WdeB: I don't have the books (saw 4-star when it first came out, though), but I know Emily Luchetti a little, from Women Chefs and Restaurateurs. She was president some years back. Anyway, she kind of strikes me as the Sara Moulton of the pastry side -- really solid work, great teacher, and just an all-around nice person. Don't know if this helps you, but I thought I'd pass it along.


----------



## w.debord (Mar 6, 2001)

Cool, she does really nice work.......nice to hear someone I admire (professionally) is worth admiration.


----------



## bouland (May 18, 2001)

My wife uses the book and everything seems to work just fine.


----------



## depstein (Mar 8, 2001)

I love the Stars Desserts cookbook.
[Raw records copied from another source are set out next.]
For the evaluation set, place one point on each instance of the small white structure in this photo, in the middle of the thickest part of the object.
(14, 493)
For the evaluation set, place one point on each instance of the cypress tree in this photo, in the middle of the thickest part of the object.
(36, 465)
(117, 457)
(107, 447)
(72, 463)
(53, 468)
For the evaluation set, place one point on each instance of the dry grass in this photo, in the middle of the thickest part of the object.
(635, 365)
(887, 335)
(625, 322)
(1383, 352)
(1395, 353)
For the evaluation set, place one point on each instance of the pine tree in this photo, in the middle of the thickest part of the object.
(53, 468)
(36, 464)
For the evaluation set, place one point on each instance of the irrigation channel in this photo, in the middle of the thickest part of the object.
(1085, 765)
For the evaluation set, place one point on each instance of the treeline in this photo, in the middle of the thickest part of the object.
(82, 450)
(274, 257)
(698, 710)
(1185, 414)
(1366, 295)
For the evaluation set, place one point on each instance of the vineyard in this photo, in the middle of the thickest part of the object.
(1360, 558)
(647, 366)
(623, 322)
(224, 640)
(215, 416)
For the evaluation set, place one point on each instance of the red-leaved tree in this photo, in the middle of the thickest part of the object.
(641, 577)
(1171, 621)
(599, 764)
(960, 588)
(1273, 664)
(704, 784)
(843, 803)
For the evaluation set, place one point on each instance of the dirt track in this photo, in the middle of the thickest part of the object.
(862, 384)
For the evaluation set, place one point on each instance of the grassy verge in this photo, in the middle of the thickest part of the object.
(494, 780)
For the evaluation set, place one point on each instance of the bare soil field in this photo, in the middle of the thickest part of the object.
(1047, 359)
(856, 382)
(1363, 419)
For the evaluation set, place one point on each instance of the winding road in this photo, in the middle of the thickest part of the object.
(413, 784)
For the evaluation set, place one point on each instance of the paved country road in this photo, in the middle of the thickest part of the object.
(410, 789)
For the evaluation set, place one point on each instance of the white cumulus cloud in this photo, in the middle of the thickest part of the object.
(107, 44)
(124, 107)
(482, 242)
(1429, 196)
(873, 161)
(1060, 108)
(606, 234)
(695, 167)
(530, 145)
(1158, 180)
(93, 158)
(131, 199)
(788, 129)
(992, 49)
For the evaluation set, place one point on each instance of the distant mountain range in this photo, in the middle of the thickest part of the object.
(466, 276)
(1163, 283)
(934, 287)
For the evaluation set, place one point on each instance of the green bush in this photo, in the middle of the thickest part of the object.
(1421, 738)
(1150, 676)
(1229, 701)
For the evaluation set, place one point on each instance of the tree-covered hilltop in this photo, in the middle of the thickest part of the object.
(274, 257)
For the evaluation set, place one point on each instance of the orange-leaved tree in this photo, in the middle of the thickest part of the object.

I am only an amateur chef (although an expert eater), and this is one of my favorite cookbooks. You will not be dissapointed. The recipe for lemon squares is priceless (and easy). I had a hard time finding this book, so if you can get a hold of it, I would jump on it.


----------



## karen page (Jul 11, 2003)

It's a tough one to find (it may be out of print), so if you see it, grab it! It's an extraordinary book well-loved by many professionals.

And keep your eye out for a new book by Emily over the next year or two -- this time on ice cream!

Cheers,
Andrew & Karen


----------



## angrychef (Jan 15, 2001)

I love this book, one of my first ever pastry books. My lemon bar recipe is actually based on her recipe, and she has other great ideas. Very simple and straightforward.


----------